I rely on libraries (mostly jQuery) instead of writing a lot of serious JavaScript these days. I mean, of course I am writing JavaScript but the libraries allow me to stay in “script space” — small procedure bits that are scripts as opposed to applications.
But I do like to keep an eye on best practices, and this article offers some great tips from an experienced JS library developer.
He offers them in the context of ripping Google’s new Closure library — he says it’s evident that it was done by Java people without much real-world JavaScript experience. In other words, Closure appears to be based on the naive assumptions of a server developer.
This is understandable if it’s true that these are Java developers behind Closure. Java is a compiled and garbage-collected language. Poor coding patterns may be optimized away at compile-time. The behavior of Java’s garbage collector is known science, so if you manage scope well, you should have no trouble.
And, in Java or any other compiled (static) language, others can’t swoop in and change your code at runtime.

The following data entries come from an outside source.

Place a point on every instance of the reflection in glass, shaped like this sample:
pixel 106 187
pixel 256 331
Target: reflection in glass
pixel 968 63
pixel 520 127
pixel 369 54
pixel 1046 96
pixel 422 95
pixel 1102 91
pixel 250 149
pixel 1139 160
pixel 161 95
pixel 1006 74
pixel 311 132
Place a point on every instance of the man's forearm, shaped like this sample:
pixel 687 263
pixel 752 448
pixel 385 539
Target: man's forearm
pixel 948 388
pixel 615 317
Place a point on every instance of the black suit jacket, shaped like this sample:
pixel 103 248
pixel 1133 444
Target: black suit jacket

JavaScript, however, can’t rely on any of these assumptions. Your users will be on a variety of browsers, with widely varying JS performance. Sloppy code may or may not get optimized. Who knows how good the memory management is. And other libraries can change your code, intentionally or otherwise.
It’s the difference between knowns and unknowns. On the server (Java), you have 100% control of the environment. On the client (JavaScript), you have almost none. These are very different ways of thinking.